All the businesses at the Maltings can do little to encourage their customers to come by train unless they collectively lay on a shuttle bus but the infrequent train schedule rather precludes it now but the Beccles Loop might help solve that.

A2B Cars 01728 633003 offer a shuttle service costing £2 to Snape and Aldeburgh from Saxmundham station but apparently they are getting very little business from the Snape area. It's not surprising. For some reason, as SCC sponsor this scheme, SCC have made certain restrictions so A2B cannot run earlier than 19.40 weekdays when many of the businesses have closed because there is a competing bus service (not from Snape though). I think someone should have a word with SCC about this as a lot of peope are employed in the businesses at Snape Maltings.

I am trying to assess how switching to a bike would impact my workday. Overall I think it would be positive. I would be fitter, healthier and more alert. My increase in time spent commuting would increase from 180 minutes per week to 270 but that is instead of spending time going to a gym. The schedule of the buses and train can get me here for a 8.30 or 9.30 start although I would either have to be punctual about leaving at 17.30 or would find myself stuck until 18.30, so no more "could you just..." at twenty past five.

If my company ever purchased some bikes for staff use I would suggest they are folding ones so they can be used inter-modally with our pool cars and the buses so someone can take a bike for an errand but get a bus or or ride-share back. Perhaps company cars should have bike racks too.

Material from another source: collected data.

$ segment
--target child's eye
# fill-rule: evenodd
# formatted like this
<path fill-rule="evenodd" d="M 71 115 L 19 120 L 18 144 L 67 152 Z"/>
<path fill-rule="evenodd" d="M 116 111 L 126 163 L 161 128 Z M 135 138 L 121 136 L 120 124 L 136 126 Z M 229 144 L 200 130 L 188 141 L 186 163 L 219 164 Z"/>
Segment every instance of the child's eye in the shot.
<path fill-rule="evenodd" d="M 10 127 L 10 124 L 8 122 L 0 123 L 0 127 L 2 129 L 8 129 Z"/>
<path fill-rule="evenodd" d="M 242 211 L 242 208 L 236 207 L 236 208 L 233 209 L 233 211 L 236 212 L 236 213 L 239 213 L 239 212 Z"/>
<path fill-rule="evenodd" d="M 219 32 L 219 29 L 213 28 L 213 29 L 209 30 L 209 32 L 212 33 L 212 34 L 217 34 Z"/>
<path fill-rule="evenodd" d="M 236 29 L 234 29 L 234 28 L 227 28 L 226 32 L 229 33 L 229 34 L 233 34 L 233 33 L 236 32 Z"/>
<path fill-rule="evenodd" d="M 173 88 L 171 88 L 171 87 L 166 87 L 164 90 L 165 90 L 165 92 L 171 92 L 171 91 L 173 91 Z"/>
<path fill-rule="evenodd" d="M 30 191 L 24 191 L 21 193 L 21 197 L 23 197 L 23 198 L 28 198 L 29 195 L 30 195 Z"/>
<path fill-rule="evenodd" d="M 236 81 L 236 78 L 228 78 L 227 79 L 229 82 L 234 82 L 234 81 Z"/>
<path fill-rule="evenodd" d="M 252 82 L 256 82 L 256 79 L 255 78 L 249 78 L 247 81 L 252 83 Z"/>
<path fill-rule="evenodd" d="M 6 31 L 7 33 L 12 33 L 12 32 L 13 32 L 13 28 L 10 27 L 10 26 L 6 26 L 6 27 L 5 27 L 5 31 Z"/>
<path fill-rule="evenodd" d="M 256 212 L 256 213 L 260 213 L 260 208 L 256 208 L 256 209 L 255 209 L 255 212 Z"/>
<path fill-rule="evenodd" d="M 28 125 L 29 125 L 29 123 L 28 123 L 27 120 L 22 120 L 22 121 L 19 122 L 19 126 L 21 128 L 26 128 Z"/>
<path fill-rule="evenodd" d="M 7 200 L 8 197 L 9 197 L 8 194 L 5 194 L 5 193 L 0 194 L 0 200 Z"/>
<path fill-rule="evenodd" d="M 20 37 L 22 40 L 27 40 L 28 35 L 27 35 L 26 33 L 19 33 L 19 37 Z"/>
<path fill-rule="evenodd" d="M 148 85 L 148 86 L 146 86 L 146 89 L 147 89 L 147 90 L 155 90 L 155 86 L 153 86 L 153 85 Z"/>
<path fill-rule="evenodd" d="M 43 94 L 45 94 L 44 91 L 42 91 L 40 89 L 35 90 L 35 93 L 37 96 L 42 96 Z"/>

I can see quite a few advantages in having bikes for some of the jobs I do. I find it much quicker and easier to distribute our literature in the towns of East Anglia on a bike than by a car or on foot. With leaflet distribution, using a pool car to take the distributor/s into the town and then using bikes to get around the streets with boxes of leaflets seems to me to be the most efficient method.

It's not going to be easy to adapt. In summer it is lovely to cycle four miles along a country lane in the evening. When its dark at a 4.30 pm in winter and pissing with rain, it's going to be hell. I would like to think there's something more in it for me rather than my conscience as, at £2 a litre, I'd still rather be in my car unless there was a bus running from Snape to Sax.

So I suggest to Gordon Brown that while he continues to reap the benefits of higher fuel prices, he should enable my employer to buy my parking space from me so I can afford a bike so I can still afford to work (so my employer can retain the staff) and I will use the buses by which usage will encourage further investment in greener, reliable and useful public transport so that people can afford to visit rural heritage attractions and so give jobs to people that work there and keep my employer in business and so it goes around in ecomomic circles. It's the sort of barmy logic that's used in Govt policy these days. I don't see why it can't work.